【業務用特集⑤】三菱食品、Msフレッシュデリカ活用、二次卸との取り組みも=嶋田嘉雄執行役員

–前期の実績について

sMデリカの市場が2.4%増、外食市場は100%を若干上回るほどと見る中、当社の売上高実績は得意先の好調や当社の提案がうまくいったこともあり、中食・外食を合わせた業務用合計で計7%増と市場を上回った。デリカは特に首都圏のsMが非常に好調で、2ケタを超える伸びとなった。また、外食はユーザー向けが2ケタ増、特にリクエは2割増に近い伸びを示した。一方、卸店向けは前年とほぼ横ばいだった。

–市場の状況について

デリカ市場はよく言われるように、女性の社会進出や単身世帯増といった社会的背景の変化の中で、時短、簡便性、経済性などさまざまな要因が合わさった上に、デリカ自体の味がおいしくなっていることもあり、伸長している。特に首都圏のsMはデリカに注力する企業が多く、デリカの構成比の高まりとともに、売上自体も伸びている。ちなみに、昨年の消費増税に際しても、メニュー変更で対応するなどもあってほとんど影響がなかった。

さらに近年はイートインを充実させる動きがあり、デリカを楽しく食べられるような演出も考えられていきている。こうなると外食と中食の垣根がほとんどなくなることになる。

そしてCVsのデリカでは、古くからのおでん、近年のコーヒーやドーナッツと、外食をターゲットにして市場を取る一方、さらに市場全体を広げるような動きとなっている。

一方、外食は、ファミリーレストラン等が客単価を上げ、“たまにはちょっとした贅沢を”求める生活者を取り込んでいる。一方、CVsと競合するファストフード(FF)や、若者の酒離れが言われている居酒屋業態が苦戦している。もちろん、居酒屋でもメニューの工夫をする個店では伸びているところがたくさんあり、優勝劣敗が色濃くなっている。

–御社の強みと取り組みについて

デリカでは、まず子会社のMsフレッシュデリカというメーカー機能を持ち、“ものづくり”に取り組んでいることが挙げられる。同社ではチルドのメンチやカツなどの揚げ物を製造しているが、味に対する得意先の評価が非常に高く、当社の武器の1つとなっている。さらに、同社では得意先の要望に合わせて、スペックをカスタマイズできる。現在、得意先のsMでは“このお店でしか買えない”独自のこだわりによる“名物商品”を作りたいというニーズがある。同社はたとえばメンチで言えば数百種類のレシピを持つなど、そのニーズに応えることができることが強みで、実際に成果を上げている。

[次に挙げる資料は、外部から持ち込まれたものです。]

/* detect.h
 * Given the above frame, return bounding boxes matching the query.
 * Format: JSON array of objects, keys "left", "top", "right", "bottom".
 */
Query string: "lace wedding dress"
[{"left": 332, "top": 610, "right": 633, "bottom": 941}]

また、近年バックヤードの人手不足の中で店内オペレーションの簡便化に対する得意先のニーズが高まっている。Msフレッシュデリカでは、さまざまなキット商材を製造しており、また、前述のチルド商材も、揚げ時間の短縮にもつながる点がお店に喜ばれている。このデリカへの取り組みは、首都圏だけではなく新工場や近畿圏など他地域への横展開も検討している。

外食向けでは、外食チェーン等ユーザーに向け、当社グループ挙げて取り組んでいる。外食専門の物流部隊を持ち、得意先ごとのシステムに合わせてカスタマイズした物流・システム体制を構築して取り組んでいる。

一方、中小規模の飲食店に向けては業務用食材宅配サービスであるリクエ事業で対応している。